Monday, May 09, 2005

The Dangers of Cohabitation



Did you know that cohabitation between unmarried couples is still illegal in seven states? North Carolina is one of them and is having its law challenged by the American Civil Liberties Union (ACLU):


The law against cohabitation is rarely enforced. But now the American Civil Liberties Union is suing to overturn it altogether, on behalf of a former sheriff's dispatcher who says she had to quit her job because she wouldn't marry her live-in boyfriend.

Deborah Hobbs, 40, says her boss, Sheriff Carson Smith of Pender County, near Wilmington, told her to get married, move out or find another job after he found out she and her boyfriend had been living together for three years. The couple did not want to get married, so Hobbs quit.

Her lawsuit, filed in March in state court, seeks to have the cohabitation law declared unconstitutional.

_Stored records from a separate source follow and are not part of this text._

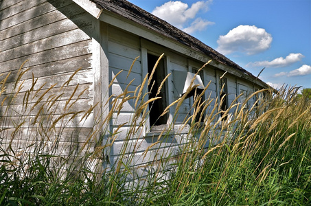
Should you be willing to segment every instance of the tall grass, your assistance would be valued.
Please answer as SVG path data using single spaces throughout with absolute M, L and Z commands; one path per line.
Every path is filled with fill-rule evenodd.
M 1 205 L 311 203 L 310 102 L 298 98 L 294 87 L 277 93 L 260 91 L 243 104 L 237 97 L 220 119 L 217 102 L 223 98 L 201 102 L 203 93 L 196 93 L 193 115 L 176 129 L 184 95 L 165 110 L 176 112 L 172 124 L 143 152 L 141 158 L 148 161 L 139 168 L 148 170 L 139 176 L 135 154 L 148 106 L 157 99 L 144 101 L 148 95 L 145 88 L 152 84 L 148 76 L 135 91 L 128 91 L 128 86 L 122 93 L 111 96 L 104 104 L 110 105 L 110 111 L 102 117 L 94 113 L 97 104 L 78 109 L 86 89 L 70 82 L 79 71 L 62 85 L 39 83 L 34 78 L 25 80 L 26 72 L 22 65 L 15 77 L 9 73 L 0 82 Z M 69 87 L 73 89 L 68 91 Z M 257 104 L 247 104 L 264 93 Z M 122 136 L 118 159 L 110 163 L 107 154 L 122 125 L 113 132 L 108 126 L 126 101 L 135 102 L 136 112 L 127 123 L 130 126 Z M 76 126 L 91 115 L 93 129 Z M 204 118 L 204 124 L 196 122 L 196 116 Z M 167 138 L 173 131 L 182 137 L 177 152 L 170 149 L 173 144 Z M 163 146 L 166 153 L 160 151 Z M 162 157 L 152 157 L 151 152 Z

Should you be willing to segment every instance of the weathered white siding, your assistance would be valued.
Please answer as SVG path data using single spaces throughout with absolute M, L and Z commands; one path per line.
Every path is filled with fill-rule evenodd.
M 10 141 L 11 134 L 14 130 L 12 122 L 18 122 L 21 115 L 23 115 L 23 97 L 31 89 L 33 78 L 38 79 L 34 93 L 40 91 L 36 96 L 27 100 L 29 107 L 34 106 L 41 95 L 51 85 L 57 84 L 49 91 L 49 95 L 43 97 L 41 103 L 35 109 L 24 113 L 29 115 L 29 119 L 35 118 L 40 112 L 40 105 L 49 101 L 51 94 L 60 94 L 60 87 L 79 68 L 80 71 L 62 91 L 64 94 L 57 104 L 51 107 L 51 110 L 54 111 L 54 117 L 57 118 L 63 113 L 63 108 L 69 98 L 70 103 L 77 102 L 67 112 L 87 111 L 93 104 L 91 66 L 93 21 L 93 17 L 70 0 L 0 1 L 0 75 L 3 75 L 1 78 L 3 78 L 9 72 L 11 73 L 6 82 L 5 93 L 1 95 L 1 102 L 12 91 L 19 69 L 24 61 L 28 60 L 24 65 L 23 71 L 30 69 L 17 84 L 19 88 L 23 82 L 23 87 L 19 91 L 16 101 L 10 106 L 14 111 L 9 114 L 10 117 L 8 118 L 12 121 L 1 122 L 2 126 L 9 128 L 0 133 L 2 143 Z M 78 84 L 80 86 L 71 97 Z M 8 106 L 6 100 L 3 102 L 1 111 L 4 111 Z M 65 125 L 59 122 L 56 125 L 56 130 L 58 128 L 64 128 L 60 140 L 64 152 L 69 152 L 73 148 L 80 148 L 81 144 L 86 141 L 87 135 L 91 131 L 93 115 L 84 123 L 80 122 L 83 115 L 82 113 L 70 120 L 69 116 L 68 124 Z M 23 115 L 23 118 L 26 117 Z M 30 122 L 22 125 L 21 128 L 24 129 L 21 130 L 19 137 L 21 140 L 24 137 L 23 133 L 34 133 L 34 135 L 36 135 L 32 127 L 35 126 Z M 54 133 L 56 135 L 57 131 Z M 76 143 L 75 146 L 72 146 L 73 143 Z M 69 148 L 71 149 L 66 150 Z

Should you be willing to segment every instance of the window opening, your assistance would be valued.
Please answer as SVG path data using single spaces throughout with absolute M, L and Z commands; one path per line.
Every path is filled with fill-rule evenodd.
M 150 75 L 154 65 L 158 60 L 159 57 L 152 54 L 148 54 L 148 71 Z M 163 80 L 165 78 L 165 67 L 164 59 L 161 58 L 155 69 L 152 77 L 150 85 L 148 85 L 149 100 L 155 97 L 160 97 L 160 99 L 156 100 L 149 103 L 149 123 L 150 127 L 152 126 L 159 126 L 166 124 L 168 119 L 168 113 L 163 116 L 161 115 L 167 106 L 166 87 L 167 82 L 165 82 L 160 91 L 159 94 L 157 95 L 158 89 L 161 85 Z
M 219 80 L 220 116 L 223 120 L 227 120 L 228 116 L 224 117 L 224 111 L 228 109 L 228 84 L 227 78 L 222 77 Z
M 192 73 L 197 73 L 198 75 L 202 80 L 202 82 L 204 82 L 204 74 L 203 74 L 203 71 L 201 70 L 198 71 L 198 69 L 192 69 Z M 196 104 L 196 105 L 194 105 L 194 108 L 195 109 L 195 111 L 197 111 L 198 110 L 198 112 L 197 113 L 197 115 L 195 118 L 195 122 L 204 122 L 204 118 L 205 117 L 205 112 L 203 111 L 203 105 L 202 104 L 202 102 L 203 102 L 205 100 L 205 98 L 204 97 L 204 95 L 201 95 L 200 97 L 200 100 L 196 100 L 197 98 L 199 98 L 200 95 L 202 93 L 203 89 L 201 89 L 201 87 L 198 88 L 196 87 L 195 89 L 194 89 L 194 93 L 193 93 L 193 102 L 194 104 Z M 196 102 L 196 100 L 197 102 Z

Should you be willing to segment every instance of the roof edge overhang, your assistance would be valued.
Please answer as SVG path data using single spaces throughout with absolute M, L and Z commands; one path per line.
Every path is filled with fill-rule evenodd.
M 133 21 L 130 21 L 130 19 L 124 18 L 117 14 L 115 14 L 114 12 L 104 10 L 100 15 L 99 19 L 116 27 L 141 36 L 146 40 L 154 42 L 165 47 L 169 48 L 171 50 L 181 53 L 192 59 L 202 62 L 203 64 L 211 60 L 212 61 L 209 63 L 209 65 L 224 71 L 227 71 L 228 73 L 231 73 L 239 78 L 242 78 L 251 82 L 254 82 L 260 87 L 264 88 L 269 87 L 268 84 L 262 82 L 259 78 L 251 76 L 248 73 L 235 69 L 229 65 L 222 64 L 219 61 L 214 60 L 212 58 L 203 52 L 200 52 L 196 49 L 187 47 L 182 43 L 176 41 L 174 39 L 161 35 L 161 34 L 159 34 L 152 29 L 141 25 L 136 22 L 133 22 Z M 161 38 L 159 38 L 159 36 Z
M 157 31 L 154 28 L 149 27 L 148 25 L 142 25 L 139 21 L 133 21 L 132 16 L 126 17 L 124 15 L 122 16 L 118 13 L 114 12 L 113 11 L 112 11 L 111 10 L 111 8 L 105 8 L 103 5 L 100 6 L 99 5 L 97 5 L 97 3 L 94 2 L 94 0 L 73 0 L 73 1 L 75 3 L 76 3 L 78 5 L 79 5 L 80 7 L 82 7 L 87 12 L 91 14 L 93 16 L 94 16 L 95 18 L 96 18 L 97 19 L 99 19 L 100 21 L 102 21 L 107 23 L 110 23 L 111 25 L 117 26 L 117 27 L 119 27 L 120 29 L 124 30 L 126 31 L 132 32 L 136 35 L 146 38 L 146 39 L 154 41 L 154 43 L 161 45 L 163 46 L 165 46 L 165 47 L 169 47 L 170 49 L 172 48 L 171 47 L 170 47 L 170 45 L 178 45 L 179 49 L 173 49 L 173 50 L 175 50 L 176 52 L 180 52 L 183 54 L 185 54 L 189 57 L 196 59 L 203 62 L 207 62 L 209 60 L 212 60 L 213 61 L 210 63 L 210 65 L 216 68 L 218 68 L 224 71 L 227 71 L 228 73 L 231 73 L 235 76 L 242 78 L 251 82 L 255 83 L 256 84 L 257 84 L 260 87 L 262 87 L 264 88 L 270 88 L 270 87 L 268 84 L 263 82 L 262 80 L 259 79 L 257 77 L 254 76 L 253 75 L 252 75 L 251 73 L 249 73 L 246 70 L 240 67 L 235 63 L 231 62 L 230 60 L 225 60 L 226 62 L 222 63 L 222 62 L 221 60 L 219 60 L 217 59 L 214 59 L 213 57 L 209 56 L 209 55 L 207 55 L 203 51 L 200 51 L 200 49 L 199 48 L 197 48 L 195 46 L 194 48 L 192 48 L 192 46 L 194 46 L 194 45 L 191 45 L 191 46 L 185 45 L 185 43 L 183 43 L 182 42 L 179 42 L 178 40 L 174 38 L 173 37 L 170 38 L 170 35 L 165 35 L 165 34 L 162 34 L 161 32 Z M 104 0 L 104 1 L 109 2 L 111 0 Z M 107 2 L 107 3 L 108 3 L 108 2 Z M 131 4 L 131 3 L 130 3 L 130 4 Z M 134 5 L 133 5 L 135 6 Z M 113 9 L 112 9 L 112 10 L 113 10 Z M 141 10 L 141 9 L 140 9 L 140 10 Z M 104 13 L 104 14 L 103 14 L 103 13 Z M 150 14 L 150 15 L 152 15 L 152 14 Z M 153 15 L 152 15 L 152 16 L 153 16 Z M 115 23 L 115 23 L 111 23 L 111 20 L 112 17 L 116 18 L 116 19 L 118 19 L 119 20 L 118 23 Z M 124 23 L 125 23 L 124 21 L 124 21 L 124 20 L 128 21 L 130 22 L 128 22 L 129 24 L 128 23 L 127 25 L 126 25 Z M 160 21 L 163 21 L 163 20 L 161 20 L 161 19 L 159 19 L 159 20 Z M 135 30 L 133 30 L 133 28 L 129 29 L 130 27 L 130 26 L 128 26 L 128 25 L 133 25 L 133 27 L 139 27 L 141 30 L 140 30 L 140 32 L 139 31 L 137 32 Z M 168 24 L 168 25 L 170 26 L 170 29 L 178 30 L 169 24 Z M 134 31 L 134 32 L 133 32 L 133 31 Z M 143 31 L 143 32 L 141 32 L 142 31 Z M 153 39 L 150 39 L 150 38 L 148 38 L 148 36 L 143 36 L 143 35 L 142 35 L 142 34 L 143 33 L 146 33 L 146 32 L 149 32 L 149 33 L 154 33 L 154 34 L 152 34 L 152 36 L 154 36 L 154 37 L 155 37 L 155 38 L 153 38 Z M 159 38 L 159 35 L 160 35 L 161 38 Z M 186 34 L 186 36 L 189 36 L 189 35 Z M 195 39 L 194 38 L 192 37 L 192 38 L 194 38 L 195 41 L 196 41 L 196 39 Z M 156 40 L 156 41 L 154 41 L 154 40 Z M 170 44 L 168 45 L 168 43 L 170 43 Z M 204 49 L 204 48 L 202 48 L 202 49 Z M 211 49 L 211 48 L 210 48 L 210 49 Z M 200 51 L 198 51 L 198 49 Z M 213 50 L 213 51 L 214 53 L 215 52 L 217 53 L 216 51 L 214 51 L 214 50 Z M 211 53 L 211 52 L 209 52 L 209 53 Z M 218 54 L 218 53 L 217 53 L 217 54 L 219 56 L 222 56 L 221 54 Z M 224 58 L 226 58 L 224 57 Z M 227 64 L 228 62 L 229 64 L 232 63 L 233 65 L 233 67 L 231 67 L 231 65 L 228 65 Z
M 96 3 L 90 0 L 72 0 L 79 5 L 82 8 L 89 12 L 91 15 L 96 19 L 100 18 L 103 9 L 100 9 L 96 6 Z

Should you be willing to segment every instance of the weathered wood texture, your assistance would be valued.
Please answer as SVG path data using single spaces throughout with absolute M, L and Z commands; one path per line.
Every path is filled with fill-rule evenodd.
M 93 104 L 93 19 L 71 0 L 0 1 L 1 78 L 10 73 L 0 97 L 2 144 L 46 135 L 63 148 L 87 141 L 93 126 L 93 113 L 84 117 Z M 29 70 L 20 76 L 25 60 L 21 72 Z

What I found interesting about the case is this argument for keeping the law on the books:


"We think that it's good to have a law against cohabitation because the studies show that couples that cohabitate before they're married, that their marriages are more prone to break up, there's less stability in the marriage," said Bill Brooks, executive director of the conservative North Carolina Family Policy Council.


Bill Brooks confuses causality and correlation here. This is commonly done by the right-wingers, because they don't like "living in sin". Why would cohabitation raise the odds of later divorce? It makes no sense. If anything, living together before marriage should make divorce less likely, because fewer unsuitable marriages will be made in the first place. No, the correlation between cohabiting and divorce is much more likely to reflect the fact that the people who are opposed to cohabitation are also opposed to divorce, even when the marriage makes them miserable.